Residents question progress on over-budget, incomplete project

 

Residents living near Willow Branch Creek would like to wrap up a nearly three-year-long bridge project before further damage is done.

The rainy spring and summer which plagued most of the Riverside Avenue/Willow Branch Creek bridge project during 2013 promises to be a matter of déjà vu this year and fears of flooding are on residents’ minds, particularly those who live on Riverside, St. Johns and Willow Branch Avenues and on Willow Branch Terrace.

In 2012, the City of Jacksonville awarded a bid to David Touring, president of The Touring Company, to rebuild a portion of Riverside Avenue over Willow Branch Creek. Designed as an intersection improvement, the project included widening Riverside Avenue over the creek and adding sidewalks.

The $325,000 project included installation of balustrades to replace the original set on the west side of Riverside Avenue. By the time the project was mostly complete in December 2013, Touring had spent an additional $250,000 out of pocket and was unable to order the balustrades.

During the course of the project, severe rainstorms caused the temporary construction dams to be breached, sending silt and construction debris into Willow Branch Creek and into the yacht basin. This washout only added to the silt that was deposited some months prior from a JEA water main blowout. Both Touring and the JEA share responsibility for cleanup.

Unsafe, unhealthy situation

The situation is unsatisfactory, according to Cathleen Murphy, who lives on Willow Branch Terrace. She said the water in the creek is stagnant and unhealthy for marine life and water fowl that fish in the creek.

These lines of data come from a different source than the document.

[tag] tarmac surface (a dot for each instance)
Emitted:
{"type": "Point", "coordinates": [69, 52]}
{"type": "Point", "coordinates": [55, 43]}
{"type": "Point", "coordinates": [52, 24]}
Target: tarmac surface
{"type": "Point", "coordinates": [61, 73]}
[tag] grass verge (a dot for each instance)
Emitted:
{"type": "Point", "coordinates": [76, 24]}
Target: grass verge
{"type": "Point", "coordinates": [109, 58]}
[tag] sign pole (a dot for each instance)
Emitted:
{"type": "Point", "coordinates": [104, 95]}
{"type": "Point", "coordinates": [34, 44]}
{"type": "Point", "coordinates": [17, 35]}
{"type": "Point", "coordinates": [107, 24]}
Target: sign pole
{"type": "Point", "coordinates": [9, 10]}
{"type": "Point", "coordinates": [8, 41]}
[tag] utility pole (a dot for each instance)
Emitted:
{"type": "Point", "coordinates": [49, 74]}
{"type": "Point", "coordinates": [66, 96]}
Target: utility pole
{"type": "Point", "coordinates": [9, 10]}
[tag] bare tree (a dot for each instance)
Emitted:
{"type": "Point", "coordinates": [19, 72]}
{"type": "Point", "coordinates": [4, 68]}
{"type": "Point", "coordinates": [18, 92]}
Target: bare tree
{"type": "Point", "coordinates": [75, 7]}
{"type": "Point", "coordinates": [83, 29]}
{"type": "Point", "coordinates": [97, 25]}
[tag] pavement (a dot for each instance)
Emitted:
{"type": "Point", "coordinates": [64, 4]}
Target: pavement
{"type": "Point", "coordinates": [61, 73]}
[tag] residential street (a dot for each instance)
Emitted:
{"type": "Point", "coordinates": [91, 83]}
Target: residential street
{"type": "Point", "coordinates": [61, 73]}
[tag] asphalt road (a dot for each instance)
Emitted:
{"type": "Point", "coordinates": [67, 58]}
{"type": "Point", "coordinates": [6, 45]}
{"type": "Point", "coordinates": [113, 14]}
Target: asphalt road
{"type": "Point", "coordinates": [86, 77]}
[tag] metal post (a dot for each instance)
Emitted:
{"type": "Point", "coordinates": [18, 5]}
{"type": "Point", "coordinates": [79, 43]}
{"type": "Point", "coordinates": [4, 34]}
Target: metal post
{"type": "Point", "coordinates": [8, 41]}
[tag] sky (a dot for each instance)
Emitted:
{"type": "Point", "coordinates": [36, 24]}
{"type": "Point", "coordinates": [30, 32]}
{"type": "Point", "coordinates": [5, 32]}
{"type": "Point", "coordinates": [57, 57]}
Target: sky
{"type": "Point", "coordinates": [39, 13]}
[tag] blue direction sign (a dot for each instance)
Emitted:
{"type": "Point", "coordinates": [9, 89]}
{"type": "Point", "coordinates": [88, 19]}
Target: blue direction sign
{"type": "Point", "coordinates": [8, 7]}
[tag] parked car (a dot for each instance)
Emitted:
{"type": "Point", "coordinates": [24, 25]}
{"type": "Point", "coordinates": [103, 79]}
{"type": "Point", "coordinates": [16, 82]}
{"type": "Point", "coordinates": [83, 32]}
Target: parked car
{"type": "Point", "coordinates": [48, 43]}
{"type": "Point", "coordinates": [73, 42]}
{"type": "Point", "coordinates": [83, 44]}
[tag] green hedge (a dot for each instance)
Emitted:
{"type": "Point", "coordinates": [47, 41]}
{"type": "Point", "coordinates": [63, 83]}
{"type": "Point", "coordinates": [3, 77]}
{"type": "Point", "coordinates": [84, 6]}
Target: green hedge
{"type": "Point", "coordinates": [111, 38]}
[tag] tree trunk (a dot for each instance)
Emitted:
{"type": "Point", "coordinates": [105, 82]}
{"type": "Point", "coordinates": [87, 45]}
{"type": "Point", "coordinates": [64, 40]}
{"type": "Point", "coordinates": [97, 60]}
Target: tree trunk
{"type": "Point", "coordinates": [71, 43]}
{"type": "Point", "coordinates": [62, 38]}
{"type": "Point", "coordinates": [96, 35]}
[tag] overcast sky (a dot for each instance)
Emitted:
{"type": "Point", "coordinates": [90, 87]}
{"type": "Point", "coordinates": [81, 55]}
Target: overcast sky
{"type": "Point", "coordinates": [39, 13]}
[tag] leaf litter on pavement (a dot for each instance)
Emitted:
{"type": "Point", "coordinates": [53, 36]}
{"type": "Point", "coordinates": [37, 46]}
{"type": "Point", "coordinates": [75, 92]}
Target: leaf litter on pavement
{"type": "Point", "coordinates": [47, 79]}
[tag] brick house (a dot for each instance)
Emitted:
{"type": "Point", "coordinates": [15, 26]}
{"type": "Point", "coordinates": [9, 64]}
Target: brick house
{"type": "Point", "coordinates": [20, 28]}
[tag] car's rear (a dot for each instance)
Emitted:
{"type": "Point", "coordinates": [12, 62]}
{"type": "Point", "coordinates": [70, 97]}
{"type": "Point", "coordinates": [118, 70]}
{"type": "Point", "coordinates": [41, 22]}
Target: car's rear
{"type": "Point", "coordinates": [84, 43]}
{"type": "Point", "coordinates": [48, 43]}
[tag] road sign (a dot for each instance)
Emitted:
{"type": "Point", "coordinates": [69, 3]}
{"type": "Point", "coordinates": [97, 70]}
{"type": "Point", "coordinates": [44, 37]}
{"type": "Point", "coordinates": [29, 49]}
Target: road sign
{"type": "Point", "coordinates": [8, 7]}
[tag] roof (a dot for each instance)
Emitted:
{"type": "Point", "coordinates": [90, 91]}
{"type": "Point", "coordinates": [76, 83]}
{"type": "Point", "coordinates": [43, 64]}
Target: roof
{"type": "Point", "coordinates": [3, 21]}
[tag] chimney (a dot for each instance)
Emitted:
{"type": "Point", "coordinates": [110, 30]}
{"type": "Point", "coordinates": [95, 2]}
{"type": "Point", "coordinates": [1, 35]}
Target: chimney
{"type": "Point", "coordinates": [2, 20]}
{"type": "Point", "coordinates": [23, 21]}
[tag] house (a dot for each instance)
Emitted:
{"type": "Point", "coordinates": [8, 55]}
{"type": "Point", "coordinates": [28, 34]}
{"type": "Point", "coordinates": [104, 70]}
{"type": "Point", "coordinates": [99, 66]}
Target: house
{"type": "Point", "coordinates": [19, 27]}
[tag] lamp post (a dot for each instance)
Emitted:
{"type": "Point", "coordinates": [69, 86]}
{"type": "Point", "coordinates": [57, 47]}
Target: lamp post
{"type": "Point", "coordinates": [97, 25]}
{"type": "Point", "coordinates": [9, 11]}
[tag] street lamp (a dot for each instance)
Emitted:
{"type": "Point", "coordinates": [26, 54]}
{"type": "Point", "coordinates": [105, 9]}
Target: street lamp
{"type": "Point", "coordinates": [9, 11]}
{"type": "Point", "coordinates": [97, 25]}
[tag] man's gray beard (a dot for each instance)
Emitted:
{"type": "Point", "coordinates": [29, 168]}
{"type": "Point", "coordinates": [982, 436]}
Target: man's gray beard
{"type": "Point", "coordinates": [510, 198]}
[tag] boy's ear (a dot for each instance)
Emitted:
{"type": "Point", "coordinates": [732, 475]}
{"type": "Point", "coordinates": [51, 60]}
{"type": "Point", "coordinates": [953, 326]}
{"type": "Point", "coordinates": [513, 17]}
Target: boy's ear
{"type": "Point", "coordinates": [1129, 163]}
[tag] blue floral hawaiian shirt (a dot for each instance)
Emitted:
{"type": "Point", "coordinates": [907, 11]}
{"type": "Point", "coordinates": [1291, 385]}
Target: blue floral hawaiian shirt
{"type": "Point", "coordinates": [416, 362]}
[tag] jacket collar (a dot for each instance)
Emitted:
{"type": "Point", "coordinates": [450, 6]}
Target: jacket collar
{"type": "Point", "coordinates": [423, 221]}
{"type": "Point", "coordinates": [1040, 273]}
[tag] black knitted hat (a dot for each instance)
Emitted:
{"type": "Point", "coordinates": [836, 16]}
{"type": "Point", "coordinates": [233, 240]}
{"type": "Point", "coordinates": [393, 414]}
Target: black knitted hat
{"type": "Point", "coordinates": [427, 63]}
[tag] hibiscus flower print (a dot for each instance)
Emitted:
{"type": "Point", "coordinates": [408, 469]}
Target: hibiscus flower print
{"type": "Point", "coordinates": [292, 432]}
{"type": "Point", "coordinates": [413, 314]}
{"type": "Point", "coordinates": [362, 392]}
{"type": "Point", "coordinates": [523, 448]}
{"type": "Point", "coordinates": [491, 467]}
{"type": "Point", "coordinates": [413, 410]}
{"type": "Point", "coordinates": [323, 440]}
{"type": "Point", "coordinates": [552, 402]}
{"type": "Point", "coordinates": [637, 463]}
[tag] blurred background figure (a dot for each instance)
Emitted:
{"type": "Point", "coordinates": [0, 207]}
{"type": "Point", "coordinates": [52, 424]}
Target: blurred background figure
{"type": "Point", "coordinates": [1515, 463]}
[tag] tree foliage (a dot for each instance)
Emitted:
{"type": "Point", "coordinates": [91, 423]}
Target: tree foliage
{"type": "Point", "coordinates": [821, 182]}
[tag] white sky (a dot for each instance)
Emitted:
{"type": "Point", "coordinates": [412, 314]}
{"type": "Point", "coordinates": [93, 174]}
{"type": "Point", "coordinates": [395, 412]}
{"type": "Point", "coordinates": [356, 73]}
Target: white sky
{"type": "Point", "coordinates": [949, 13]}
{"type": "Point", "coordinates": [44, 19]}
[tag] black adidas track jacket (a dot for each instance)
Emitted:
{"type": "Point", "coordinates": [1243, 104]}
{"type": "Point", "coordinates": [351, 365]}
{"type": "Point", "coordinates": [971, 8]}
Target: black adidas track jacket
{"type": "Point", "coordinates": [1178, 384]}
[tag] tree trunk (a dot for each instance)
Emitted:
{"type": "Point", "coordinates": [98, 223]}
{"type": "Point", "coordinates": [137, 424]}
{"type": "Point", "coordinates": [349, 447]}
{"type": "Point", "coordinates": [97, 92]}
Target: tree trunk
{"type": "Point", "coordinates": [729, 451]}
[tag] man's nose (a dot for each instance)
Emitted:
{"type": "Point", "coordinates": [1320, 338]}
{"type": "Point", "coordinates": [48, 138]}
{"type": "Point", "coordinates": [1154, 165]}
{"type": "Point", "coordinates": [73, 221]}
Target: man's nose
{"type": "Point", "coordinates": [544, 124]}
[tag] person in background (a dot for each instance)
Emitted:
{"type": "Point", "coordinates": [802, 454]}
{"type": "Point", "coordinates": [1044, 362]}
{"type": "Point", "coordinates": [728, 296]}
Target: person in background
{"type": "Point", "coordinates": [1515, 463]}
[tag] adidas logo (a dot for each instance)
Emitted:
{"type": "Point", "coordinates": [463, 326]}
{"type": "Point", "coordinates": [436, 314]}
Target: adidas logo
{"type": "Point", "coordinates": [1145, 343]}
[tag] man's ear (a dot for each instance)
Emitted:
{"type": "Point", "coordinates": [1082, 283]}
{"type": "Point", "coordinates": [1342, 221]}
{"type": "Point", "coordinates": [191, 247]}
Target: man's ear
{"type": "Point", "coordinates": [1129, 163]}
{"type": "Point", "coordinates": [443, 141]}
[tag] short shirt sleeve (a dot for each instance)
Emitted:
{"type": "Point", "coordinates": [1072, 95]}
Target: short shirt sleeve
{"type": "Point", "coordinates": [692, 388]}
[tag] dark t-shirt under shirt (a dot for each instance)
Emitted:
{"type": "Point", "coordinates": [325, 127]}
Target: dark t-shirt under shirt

“The silt cleanup was supposed to be part of the bridge project, but still nothing has been done,” she stated in a 630-CITY service request on May 30, 2015. Her request continues, “After hundreds of cubic feet of silt and soil were dumped into the creek it’s completely unnavigable. Removing the silt and debris will ensure safe water flow for marine life, provide proper drainage after storms…and protect residential properties and roadways from flood damage.”

Flood damage is a significant worry for most of the homeowners in that area.

“We’re very concerned that another tropical storm or hurricane would flood our properties,” said Ed Walker, who lives near the creek. “All of us along the creek are concerned that if the creek floods our homes will be flooded. With hurricane season we would all likely be under water if one came through. It could happen.”

Ironically, the problems associated with the bridge replacement on Riverside Avenue may have an impact on the St. Johns Avenue bridge [built around 1916 as part of the yacht basin] over Willow Branch Creek.

“The bridge could be historic,” said Murphy. “The sidewalks are collapsing and caving in, and flooding will put additional weight on the bridge.”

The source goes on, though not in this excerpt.